- Decades:: 2000s; 2010s; 2020s;
- See also:: Other events of 2026 List of years in Austria

= 2026 in Austria =

Events in the year 2026 in Austria.
== Incumbents ==
- President: Alexander Van der Bellen
- Chancellor: Christian Stocker

== Events ==
=== January ===
- 11 January – A skier is killed in an avalanche in Weerberg, Tyrol.
- 13 January – A Czech skier is killed in an avalanche in Bad Gastein.
- 17 January –
  - Four skiers are killed and two others are injured in an avalanche in the Gastein Valley.
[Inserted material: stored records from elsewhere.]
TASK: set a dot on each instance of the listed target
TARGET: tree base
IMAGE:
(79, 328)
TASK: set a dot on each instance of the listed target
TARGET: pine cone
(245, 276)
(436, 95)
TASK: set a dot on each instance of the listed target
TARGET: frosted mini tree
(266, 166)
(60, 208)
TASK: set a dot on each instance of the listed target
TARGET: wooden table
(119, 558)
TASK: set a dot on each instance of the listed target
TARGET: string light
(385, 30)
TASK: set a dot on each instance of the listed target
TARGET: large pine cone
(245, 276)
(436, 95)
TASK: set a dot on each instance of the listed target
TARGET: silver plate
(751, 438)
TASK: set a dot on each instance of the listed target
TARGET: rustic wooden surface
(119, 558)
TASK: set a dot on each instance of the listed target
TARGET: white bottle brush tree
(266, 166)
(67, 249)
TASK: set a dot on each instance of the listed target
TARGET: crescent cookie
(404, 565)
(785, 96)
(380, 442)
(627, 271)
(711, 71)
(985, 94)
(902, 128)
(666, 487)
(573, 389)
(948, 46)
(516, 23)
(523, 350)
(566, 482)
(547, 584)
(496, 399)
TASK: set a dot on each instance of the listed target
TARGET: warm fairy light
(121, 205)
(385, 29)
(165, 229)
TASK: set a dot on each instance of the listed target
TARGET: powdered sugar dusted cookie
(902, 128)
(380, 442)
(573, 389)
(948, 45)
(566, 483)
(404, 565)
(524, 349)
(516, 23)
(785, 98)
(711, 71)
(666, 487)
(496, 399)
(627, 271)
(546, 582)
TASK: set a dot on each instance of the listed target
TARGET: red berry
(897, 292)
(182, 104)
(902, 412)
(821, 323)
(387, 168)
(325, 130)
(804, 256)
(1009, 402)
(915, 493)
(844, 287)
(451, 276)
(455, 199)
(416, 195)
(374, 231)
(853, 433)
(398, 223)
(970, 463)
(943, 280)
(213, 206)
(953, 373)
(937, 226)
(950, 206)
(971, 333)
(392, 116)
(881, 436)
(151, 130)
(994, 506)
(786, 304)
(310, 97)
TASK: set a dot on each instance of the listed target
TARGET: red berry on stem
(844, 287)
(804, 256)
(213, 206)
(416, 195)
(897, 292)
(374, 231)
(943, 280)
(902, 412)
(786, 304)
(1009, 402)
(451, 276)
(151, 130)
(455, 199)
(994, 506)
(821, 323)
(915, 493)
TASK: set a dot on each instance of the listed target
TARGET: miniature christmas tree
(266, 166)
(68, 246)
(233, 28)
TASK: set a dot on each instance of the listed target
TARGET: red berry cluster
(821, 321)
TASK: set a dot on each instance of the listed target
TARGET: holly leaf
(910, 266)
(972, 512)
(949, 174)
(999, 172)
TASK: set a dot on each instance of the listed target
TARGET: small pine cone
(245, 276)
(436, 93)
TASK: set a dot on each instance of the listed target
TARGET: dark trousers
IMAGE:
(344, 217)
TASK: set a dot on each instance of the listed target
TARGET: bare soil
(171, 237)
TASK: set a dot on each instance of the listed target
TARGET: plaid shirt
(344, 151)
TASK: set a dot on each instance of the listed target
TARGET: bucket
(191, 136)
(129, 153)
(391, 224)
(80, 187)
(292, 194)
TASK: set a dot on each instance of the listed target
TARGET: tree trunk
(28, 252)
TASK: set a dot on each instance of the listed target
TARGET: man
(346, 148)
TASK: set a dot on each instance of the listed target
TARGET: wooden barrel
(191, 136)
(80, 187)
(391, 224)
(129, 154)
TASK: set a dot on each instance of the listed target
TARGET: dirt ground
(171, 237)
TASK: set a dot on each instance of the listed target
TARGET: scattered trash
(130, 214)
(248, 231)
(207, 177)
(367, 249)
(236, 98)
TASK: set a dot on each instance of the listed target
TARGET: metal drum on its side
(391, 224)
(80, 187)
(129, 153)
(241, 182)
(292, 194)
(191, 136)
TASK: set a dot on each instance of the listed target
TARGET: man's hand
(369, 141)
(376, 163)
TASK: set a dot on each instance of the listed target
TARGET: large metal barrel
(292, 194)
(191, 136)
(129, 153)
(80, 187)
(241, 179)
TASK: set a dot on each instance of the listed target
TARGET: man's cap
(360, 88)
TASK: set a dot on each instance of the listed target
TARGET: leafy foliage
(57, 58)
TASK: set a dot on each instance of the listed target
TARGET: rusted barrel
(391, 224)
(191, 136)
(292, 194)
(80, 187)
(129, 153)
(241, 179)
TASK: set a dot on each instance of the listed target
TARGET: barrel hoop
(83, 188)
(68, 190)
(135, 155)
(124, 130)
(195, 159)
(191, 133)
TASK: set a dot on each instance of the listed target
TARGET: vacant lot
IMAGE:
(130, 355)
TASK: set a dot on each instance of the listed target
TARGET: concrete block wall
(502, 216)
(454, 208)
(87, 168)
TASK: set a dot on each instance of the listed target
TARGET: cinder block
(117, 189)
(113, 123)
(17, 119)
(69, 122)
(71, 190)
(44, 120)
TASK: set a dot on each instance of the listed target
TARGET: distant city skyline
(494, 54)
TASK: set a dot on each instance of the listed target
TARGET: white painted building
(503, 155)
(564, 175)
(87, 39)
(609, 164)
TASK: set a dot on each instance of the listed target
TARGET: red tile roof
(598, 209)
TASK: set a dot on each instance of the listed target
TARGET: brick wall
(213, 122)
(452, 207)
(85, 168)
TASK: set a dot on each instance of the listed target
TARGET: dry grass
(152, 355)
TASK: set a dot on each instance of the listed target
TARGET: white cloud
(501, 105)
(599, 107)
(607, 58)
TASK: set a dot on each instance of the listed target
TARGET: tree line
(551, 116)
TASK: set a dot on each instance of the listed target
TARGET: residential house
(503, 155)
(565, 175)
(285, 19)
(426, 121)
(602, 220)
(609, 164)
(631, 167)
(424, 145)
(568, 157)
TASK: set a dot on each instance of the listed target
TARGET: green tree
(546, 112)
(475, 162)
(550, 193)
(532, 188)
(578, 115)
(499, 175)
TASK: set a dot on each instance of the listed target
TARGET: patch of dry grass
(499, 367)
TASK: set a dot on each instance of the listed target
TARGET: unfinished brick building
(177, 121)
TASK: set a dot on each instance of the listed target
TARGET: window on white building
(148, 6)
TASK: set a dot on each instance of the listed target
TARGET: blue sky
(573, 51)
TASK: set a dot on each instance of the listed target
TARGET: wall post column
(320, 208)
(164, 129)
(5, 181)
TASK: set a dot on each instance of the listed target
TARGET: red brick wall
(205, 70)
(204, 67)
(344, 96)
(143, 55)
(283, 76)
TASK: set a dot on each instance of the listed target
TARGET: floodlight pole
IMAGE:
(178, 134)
Another skier later dies in a different avalanche in Bad Hofgastein.
  - Three Czech skiers are killed in an avalanche in Pusterwald.

=== February ===
- 16 February – A 21-year old suspect in the 2024 Vienna terrorism plot is charged with terrorism-related offences.
- 20 February –
  - Five people are killed in Linz and Tyrol following adverse conditions caused by a snowstorm.
  - A hiker accused of murdering his girlfriend by abandoning her on a climbing trip to the Grossglockner in 2025 is convicted of gross negligent manslaughter after the woman dies from hypothermia and is sentenced to a five-month suspended prison term.

=== April ===

- 2 April – Austria denies U.S. aircraft use of its ‌airspace for military operations against Iran.
- 19 April – Hipp Holding orders a recall of its baby food products in Austria following the discovery of a tampered product believed to have been deliberately laced with rat poison in Burgenland.
- 28 April – A 21-year old defendant pleads guilty before a court in Vienna on charges of participating in the 2024 Vienna terrorism plot. He is sentenced to 15 years' imprisonment on 28 May.

=== May ===
- 3 May – Austria expels three staff of the Russian embassy in Vienna on charges of spying.
- 12–16 May – Eurovision Song Contest 2026

=== June ===
- 3 June – Austria is elected to a rotating seat at the United Nations Security Council.
- 11 June–19 July – Austria participates at the 2026 FIFA World Cup, finishing in the Round of 32 with a 0-3 loss against Spain at SoFi Stadium in Los Angeles. This is the first World Cup Austria participates in since 1998.
- 19 June – A court in Canada convicts Magna International founder Frank Stronach of sexual assault and indecent assault for incidents that happened between the 1970s and 1990s.

=== July ===
- 23 July – A magnitude 4.2 earthquake hits Lower Austria, damaging 35 buildings.

=== August ===
- 27 August – A 673-piece platinum and diamond necklace previously worn by former Egyptian queen Nazli Sabri is stolen following a heist at the Museum of Applied Arts, Vienna.

=== September ===
- 14 September – Austria prevents the head of the Atomic Energy Organization of Iran, Mohammad Eslami, from attending the IAEA's annual conference in Vienna due to US opposition, citing its sanctions against him.

==Holidays==

Source:

- 1 January – New Year's Day
- 6 January – Epiphany
- 6 April – Easter Monday
- 1 May – International Workers' Day
- 25 May – Whit Monday
- 4 June – Corpus Christi
- 15 August – Assumption Day
- 26 October – National Day of Austria
- 1 November – All Saints' Day
- 8 December – Immaculate Conception
- 25 December – Christmas Day
- 26 December – Saint Stephen's Day

== Deaths ==
- 3 January – Eva Schloss, 96, Holocaust survivor.
- 16 April –
  - Alex Manninger, 48, footballer.
  - Oleg Maisenberg, 80, Ukrainian-born pianist.
- 12 May – Anna Wagner, 111, supercentenarian.
- 14 May – Valie Export, 85, video artist.
- 2 August – Monika Helfer, 78, writer.
- 7 September – Lucia Sisic, 22, beauty queen, Miss Austria (since 2024).